Korin took scrupulous care with every detail of the business she built. The architects Eyal and Alona Ratner were in charge of the design. An Italian display fridge stands in the restaurant; the building's original windows were treated by the wood artist Yaakov Sasson; and the pattern decorating the bathroom sink corresponds to the pattern of the original floor tiles in the 90-year-old building.

"It is important to me that everything operate to perfection," she says. "In New York, for example, there are so many restaurants that if you're disappointed once, you will never go back to that restaurant. It's the same here: It is important to me that every customer receives the best possible service and experience. If someone places a take-out order at 11:00 it can't be ready at 11:03."

The investment in this project was larger than Korin had intended, but she won't divulge sums: "There were expenses that I thought would come only next year, like a bigger stove and more kitchen equipment, that I was forced to invest in to meet demand. I also had to employ more staff. There are expenditures I hadn't planned on, but these have gone for things that are ultimately meant to help.

"However much the place makes won't really affect my way of life," says Korin. "Even if it brings in $200,000 a month, I'll still live the same way. On the other hand, it can change the lives of a lot of young people."

How soon do you predict Bakery 29 will become profitable?

"I don't know how long it will take. I'm very new to this industry, so I'm not experienced enough yet to give you an answer, but my gut tells me that we'll break even in our second year . If we're very successful, I believe that within a year and a half."

Don't you like making money anymore? Don't you miss it?

"I think that money is something very positive, and a group of donors who have made a lot of money are helpful to Israel. Sometimes I feel like the attitude in Israel is that making money is a bad thing. I don't think that. It's not that I don't like making money anymore, it's just that my career was really intense and stressful. I didn't have a life for a very long time and I was exhausted from that. Wall Street is a man's place and really lacks emotion. I felt empty and fake and I wanted a chance for myself."

Are you still interested in economics? Do you read the financial pages?

"Sometimes I read articles that friends e-mail me on interesting topics, some of them related to the markets."

Where do you see yourself in 10 years?

"I hope to be the mother of a 9-year-old. I don't really know where life will take me, but I'm open to anything that I think will make me happy."

The day before Bakery 29 opened, a meeting was held for Impact! students enrolled at the Interdisciplinary Center, Herzliya. Korin, who sits on the Friends of IDC board, addressed the students: "I want you to know that I had to work the whole time to finance my university studies. I had no money," she told them. "Ten years from now you will be able to stand here and donate to others. You can do anything. I believe in you and love you. Tomorrow I am opening a place, and it's for you."

In the few months since it opened, the place has managed to accumulate a crowd of regulars.
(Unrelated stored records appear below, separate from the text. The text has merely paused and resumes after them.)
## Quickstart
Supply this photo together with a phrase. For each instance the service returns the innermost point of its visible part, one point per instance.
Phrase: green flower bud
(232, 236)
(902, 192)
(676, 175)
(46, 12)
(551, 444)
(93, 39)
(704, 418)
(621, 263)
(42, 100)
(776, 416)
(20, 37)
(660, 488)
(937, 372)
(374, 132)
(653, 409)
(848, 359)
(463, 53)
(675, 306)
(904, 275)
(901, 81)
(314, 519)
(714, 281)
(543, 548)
Every day at lunchtime, the bakery is full of customers, many of whom come directly from the Tel Aviv Stock Exchange nearby.

Ahead of Passover the bakery closed for the first time, and Korin took advantage of the break to go on a "honeymoon" to South Africa. Just a few weeks earlier she became engaged to an executive at a high-tech firm, and even though the wedding is scheduled for June, the couple decided to take an early honeymoon during Passover.